Attualmente, infatti, i circa 4.000 uaarini nazionali sono disciplinati dall’art. 17 della Costituzione (associazione libera), ma non dall’art. 8 sulle religioni. Non possono quindi celebrare matrimoni, costruirsi luogo di culto e, soprattutto, raccogliere denaro come ente religioso. Un bel guaio, insomma, visto che fanno continue campagne contro l’8xmille alla Chiesa. Chissà che, dopo aver portato avanti per anni l’idea dello “sbattezzo”, non battezzino ora qualcuno in agnosticismo.
Lancia in resta, hanno impugnato il diniego e sono partiti per una nuova avventura ideologica. Risultato: il Consiglio di Stato e la Cassazione, contro l’iniziale sentenza del Tar, hanno dichiarato ammissibile la richiesta dell’Uaar. Si riparte perciò da capo e adesso le loro ragioni dovranno essere esaminate.
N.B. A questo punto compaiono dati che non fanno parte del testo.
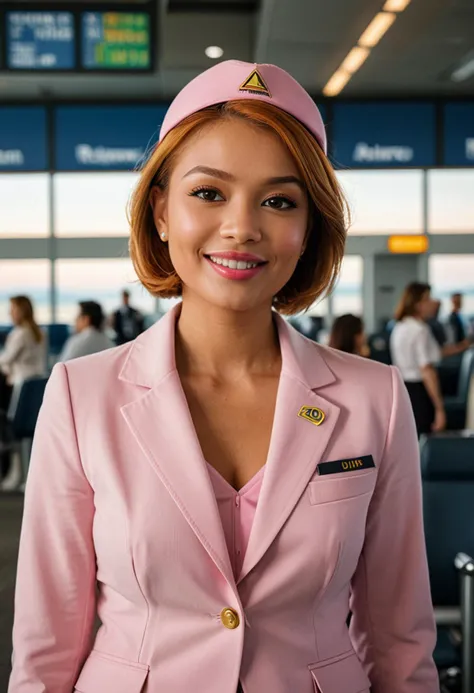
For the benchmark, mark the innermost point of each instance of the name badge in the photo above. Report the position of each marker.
(350, 465)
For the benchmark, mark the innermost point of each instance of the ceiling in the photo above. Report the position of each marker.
(309, 38)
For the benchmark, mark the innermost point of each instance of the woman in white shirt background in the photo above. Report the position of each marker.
(24, 354)
(416, 353)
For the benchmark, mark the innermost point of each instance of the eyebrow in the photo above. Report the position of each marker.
(224, 175)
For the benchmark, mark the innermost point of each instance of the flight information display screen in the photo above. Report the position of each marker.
(40, 40)
(116, 41)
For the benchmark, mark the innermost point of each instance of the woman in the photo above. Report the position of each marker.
(24, 354)
(232, 488)
(347, 334)
(416, 352)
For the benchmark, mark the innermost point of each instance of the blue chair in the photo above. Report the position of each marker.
(379, 347)
(26, 401)
(58, 334)
(447, 469)
(456, 407)
(4, 330)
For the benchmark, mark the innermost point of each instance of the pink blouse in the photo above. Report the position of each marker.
(237, 511)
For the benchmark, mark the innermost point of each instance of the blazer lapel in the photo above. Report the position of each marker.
(162, 425)
(297, 445)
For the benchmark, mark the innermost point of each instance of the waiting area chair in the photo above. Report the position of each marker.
(22, 416)
(379, 347)
(447, 468)
(456, 406)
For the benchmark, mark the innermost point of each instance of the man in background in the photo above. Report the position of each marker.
(127, 322)
(89, 337)
(455, 326)
(435, 324)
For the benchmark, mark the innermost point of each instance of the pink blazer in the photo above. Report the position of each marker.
(120, 517)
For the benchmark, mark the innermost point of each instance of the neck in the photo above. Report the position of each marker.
(224, 344)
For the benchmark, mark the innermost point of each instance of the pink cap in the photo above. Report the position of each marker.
(233, 80)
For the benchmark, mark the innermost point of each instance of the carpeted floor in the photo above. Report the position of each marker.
(11, 509)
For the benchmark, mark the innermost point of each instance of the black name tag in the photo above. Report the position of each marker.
(352, 464)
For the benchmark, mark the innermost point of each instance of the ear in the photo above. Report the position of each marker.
(159, 205)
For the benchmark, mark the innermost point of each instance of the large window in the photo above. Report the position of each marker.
(347, 297)
(24, 205)
(97, 280)
(26, 277)
(451, 201)
(92, 204)
(384, 202)
(452, 274)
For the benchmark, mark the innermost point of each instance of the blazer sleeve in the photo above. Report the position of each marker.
(55, 588)
(392, 626)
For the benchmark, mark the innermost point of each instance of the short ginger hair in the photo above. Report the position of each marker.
(317, 270)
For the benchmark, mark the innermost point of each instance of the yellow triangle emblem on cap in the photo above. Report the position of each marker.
(255, 84)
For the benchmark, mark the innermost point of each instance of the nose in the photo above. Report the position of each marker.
(241, 223)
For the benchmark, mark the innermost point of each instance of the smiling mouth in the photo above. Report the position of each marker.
(234, 264)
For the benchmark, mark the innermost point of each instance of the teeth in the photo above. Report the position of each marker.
(233, 264)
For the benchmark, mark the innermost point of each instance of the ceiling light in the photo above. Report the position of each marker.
(355, 59)
(377, 28)
(463, 72)
(337, 83)
(214, 52)
(396, 5)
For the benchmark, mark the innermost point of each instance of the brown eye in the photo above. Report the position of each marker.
(207, 194)
(279, 202)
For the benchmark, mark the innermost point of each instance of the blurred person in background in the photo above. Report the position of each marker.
(455, 326)
(127, 322)
(416, 353)
(434, 323)
(347, 334)
(24, 353)
(90, 337)
(152, 462)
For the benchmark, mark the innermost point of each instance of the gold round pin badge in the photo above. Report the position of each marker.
(312, 414)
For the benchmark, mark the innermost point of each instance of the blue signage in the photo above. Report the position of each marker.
(378, 135)
(40, 40)
(105, 138)
(459, 134)
(23, 139)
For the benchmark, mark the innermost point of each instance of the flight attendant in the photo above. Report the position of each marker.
(221, 492)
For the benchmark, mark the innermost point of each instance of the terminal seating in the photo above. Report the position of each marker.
(379, 346)
(448, 373)
(447, 468)
(57, 334)
(22, 415)
(456, 406)
(4, 330)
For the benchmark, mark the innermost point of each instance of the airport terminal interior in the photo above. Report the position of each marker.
(84, 88)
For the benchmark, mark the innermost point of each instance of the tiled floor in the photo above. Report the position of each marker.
(11, 508)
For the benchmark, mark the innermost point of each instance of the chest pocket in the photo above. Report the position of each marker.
(102, 672)
(328, 490)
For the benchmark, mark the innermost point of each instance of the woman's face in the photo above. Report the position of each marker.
(235, 196)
Se dovesse passare la richiesta, si arriverebbe all’assurdo di considerare religiosa un’associazione a-religiosa. E anche se lo scopo è chiaro (averne solo vantaggi economici e propagandistici), l’incoerenza è talmente evidente che non si capisce come un tribunale possa vagliarne l’ipotesi. Un interrogativo che si pone anche l’autore da cui abbiamo tratto la notizia (Giuliano Amato), che conclude: “Nulla di tutto questo vale per gli atei, che non sono uniti da una fede comune e possono essere non credenti ciascuno per le ragioni e con le motivazioni più diverse, che si affidano a un’etica e a una ragione frutto della loro coscienza e della loro meditazione individuale, che non hanno né luoghi né ministri di culto e neppure riti; a meno di non identificarli con le massonerie, che avevano ed hanno luoghi, ministri e riti. Ma una tale identificazione sarebbe davvero ingiusta ed impropria. Questo – sia chiaro – non significa che gli atei, se lo ritengono, non possano associarsi proprio in quanto atei […] E spero proprio che l’Uaar rappresenti – come mi pare – una minoranza davvero esigua dei non credenti in Italia”.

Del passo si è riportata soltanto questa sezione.